Même si les autorités néerlandaises sont autorisées à exercer « une certaine discrétion » dans la façon dont elles se conforment aux obligations que leur impose la CEDH, l’avocat des témoins affirment que la procédure de quasi asile peut ne pas satisfaire aux exigences en vigueur. Il n’y a aucune garantie qu’elle donnera accès à un organe judiciaire ou un recours suspensif automatique, affirment-ils. La procédure de quasi asile « donne aux Pays-Bas entière discrétion » sur la manière dont les témoins seront traités, selon les avocats. Par ailleurs, ils soutiennent qu’il n’y a aucune justification à cette nouvelle procédure.

Menaces croissantes en RDC

Plus tôt cette année, sur ordre de la Chambre de première instance dans le procès Katanga-Ngudjolo, le Greffe de la CPI et les autorités de la RDC ont travaillé ensemble pour élaborer des mesures de sécurité pour que si les témoins de l’affaire Katanga-Ngudjolo sont retournés, qu’ils soient suffisamment protégés. Dans le mémoire d’amicus curiae pour l’affaire Lubanga, les conseils soutiennent que la Cour devrait réévaluer les assurances congolaises sur les mesures de sécurité, qui ne concernaient que la détention des témoins.

En plus de plaintes d’ordre général relatives aux performances de la RDC en matière de droits humains, ils attirent l’attention sur l’intimidation et la récente attaque physique de membres des familles des quatre témoins comme un exemple des menaces auxquelles les témoins et leurs familles font face en RDC.

Le mémoire indique que l’épouse d’un témoin à été menacée à deux reprises par « des individus appartenant au régime et au parti de Kabila [président de la RDC]. » Selon eux, les assaillants ont fait spécifiquement référence au rôle du témoin dans l’affaire de la CPI. Dans un autre incident, quatre soldats de l’armée congolaise (FARDC) ont violemment attaqué le domicile d’un des témoins. En conséquence, un membre de la famille de l’un des témoins,  âgé de 13 ans a trouvé la mort.

Ces attaques sont la preuve que les assurances en RDC concernant la sécurité des témoins n’ont « aucune valeur », selon le conseil.

Les néerlandais vont renvoyer Longba à la RDC si la demande échoue, selon l’avocat

Le conseil du témoin affirme que la CPI ne devrait pas être préoccupée par un manquement éventuel à son devoir de retourner le témoin à la RDC si les autorités néerlandaises rejettent la demande d’asile.

« Il existe une politique hollandaise de plus en plus stricte d’expulsion de tout étranger en situation irrégulière sur le territoire national », notent les avocats.
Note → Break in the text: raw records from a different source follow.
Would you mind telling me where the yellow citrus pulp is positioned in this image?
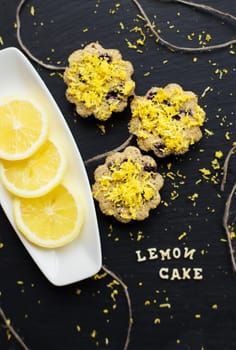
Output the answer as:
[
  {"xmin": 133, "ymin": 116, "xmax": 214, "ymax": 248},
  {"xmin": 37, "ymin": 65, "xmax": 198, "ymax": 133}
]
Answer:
[
  {"xmin": 0, "ymin": 140, "xmax": 66, "ymax": 197},
  {"xmin": 0, "ymin": 98, "xmax": 48, "ymax": 160},
  {"xmin": 13, "ymin": 184, "xmax": 84, "ymax": 248}
]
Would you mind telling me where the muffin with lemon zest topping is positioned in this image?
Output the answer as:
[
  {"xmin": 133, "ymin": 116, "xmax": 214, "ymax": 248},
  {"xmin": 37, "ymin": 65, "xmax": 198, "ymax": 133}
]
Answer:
[
  {"xmin": 92, "ymin": 146, "xmax": 163, "ymax": 223},
  {"xmin": 129, "ymin": 84, "xmax": 205, "ymax": 158},
  {"xmin": 64, "ymin": 43, "xmax": 135, "ymax": 121}
]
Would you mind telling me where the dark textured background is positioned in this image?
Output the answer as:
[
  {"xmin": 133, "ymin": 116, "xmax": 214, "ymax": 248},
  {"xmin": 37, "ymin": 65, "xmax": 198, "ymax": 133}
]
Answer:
[{"xmin": 0, "ymin": 0, "xmax": 236, "ymax": 350}]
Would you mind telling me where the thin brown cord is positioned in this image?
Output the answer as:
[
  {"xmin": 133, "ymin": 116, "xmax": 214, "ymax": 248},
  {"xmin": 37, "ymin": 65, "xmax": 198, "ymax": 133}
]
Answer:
[
  {"xmin": 102, "ymin": 265, "xmax": 133, "ymax": 350},
  {"xmin": 0, "ymin": 307, "xmax": 29, "ymax": 350},
  {"xmin": 220, "ymin": 146, "xmax": 236, "ymax": 191},
  {"xmin": 171, "ymin": 0, "xmax": 236, "ymax": 21},
  {"xmin": 223, "ymin": 183, "xmax": 236, "ymax": 273},
  {"xmin": 16, "ymin": 0, "xmax": 66, "ymax": 70},
  {"xmin": 133, "ymin": 0, "xmax": 236, "ymax": 52}
]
En cas d’échec de la demande d’asile, rassure l’avocat, un rejet de la demande d’asile déclencherait un retour immédiat à la RDC. Cela signifie que l’obligation qu’a la CPI de retourner les témoins serait remplie, ont fait valoir les conseils.

Le mémoire d’amicus curiae demande que si le témoin n’est pas libéré, qu’il soit autorisé à assister à la procédure d’asile néerlandaise le concernant et que la CPI  l’aide dans son transfert à ces audiences. L’avocat a également demandé  que la CPI facilite les visites familiales pour les quatre témoins parce qu’ils ont passé huit mois au quartier pénitentiaire de la CPI et que leurs familles leur manquent.

Au moment où ces lignes sont écrites, la Chambre de première instance dans l’affaire Lubanga n’avait pas pris d’autres décisions concernant Longba. Il reste à voir si les témoins de l’affaire Katanga-Ngudjolo et l’affaire Lubanga seront traités de la même manière par la CPI, et comment leurs demandes d’asile seront traitées par les autorités néerlandaises.


[i] [10]Chahal v. the United Kingdom, 15 novembre 1996, para 145, Comptes-rendus de jugements et de décisions 1996-V.